C'est la perte du rapport au sacré que dénonce Boorman, ou plutôt l'évolution de ce rapport, son affaiblissement progressif au sein de la société occidentale, comme Nietzsche dans sa formule "Gott ist tot" ou Jung dans Psychologie et Religion.

La société des éternels vit en marge du reste de l'humanité, isolée par un seul champ de force invisible, on pense ici à la notion de Plafond de verre, barrière invisible qui limite la circulation entre les différentes classes sociales.
Les vortex, subdivisions du monde des éternels, semblent être des micro-sociétés idéales, égalitaires, où tout le monde travaille pour le bien-être de la collectivité. Mais rapidement Zed découvre que sous l'utopie de surface se cachent de nombreux dysfonctionnements ; tout d'abord les apathiques, éternels victimes d'une maladie incurable qui les rends léthargiques, puis les dissidents, personnages condamnés à être vieillis jusqu'à la sénilité pour s'être trop écarté de la pensée dominante.

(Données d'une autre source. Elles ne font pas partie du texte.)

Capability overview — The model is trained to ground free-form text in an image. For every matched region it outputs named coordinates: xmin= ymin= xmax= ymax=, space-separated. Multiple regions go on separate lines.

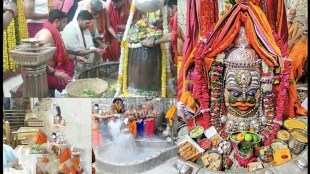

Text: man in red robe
xmin=103 ymin=0 xmax=139 ymax=61
xmin=141 ymin=0 xmax=184 ymax=74
xmin=35 ymin=9 xmax=87 ymax=90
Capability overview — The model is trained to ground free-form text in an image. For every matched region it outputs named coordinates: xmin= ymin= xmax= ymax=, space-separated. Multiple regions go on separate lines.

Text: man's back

De plus, avec le temps les éternels sont devenus impuissants et ne ressentent plus de désir sexuel [la morphologie de Zed contraste fortement avec l'allure androgyne des éternels]. Ce que l'on croyait être une société harmonieuse où chacun peut s'exprimer au sein d'une conscience collective n'est en réalité qu'une société répressive en totale décomposition. Car les éternels ne sont pas maîtres de leur destin mais sont condamnés à l'immortalité ; leur vie est en effet dirigée par le Tabernacle, un cristal, qui contient leur mémoire et les ressuscite chaque fois que l'un d'eux vient à mourir. Les créateurs de cette société ont volontairement effacé leur mémoire afin de ne jamais savoir où se trouve le cristal.
Ainsi cette société utopique se transforme en une prison qui se délite de l'intérieur, qui se cristallise, qui pourrit lentement. Ceux qui voulaient devenir des dieux se retrouvent figés progressivement, comme les statues des divinités antiques qu'ils ont empilées stérilement dans leur musée désert [les éternels détruiront dans un déchainement de folie toutes les statues et les antiquités entreposées, annonçant ainsi leur propre mort].
Les œuvres d'art et antiquités ont une autre signification, celle de la nécessité de la transmission aux générations futures : abandonnées, c'est toute l'humanité qui stagne sans mémoire [dans une scène ironique, on peut voir Zed trouer par inadvertance un des yeux du portrait du docteur Gachet de Van Gogh].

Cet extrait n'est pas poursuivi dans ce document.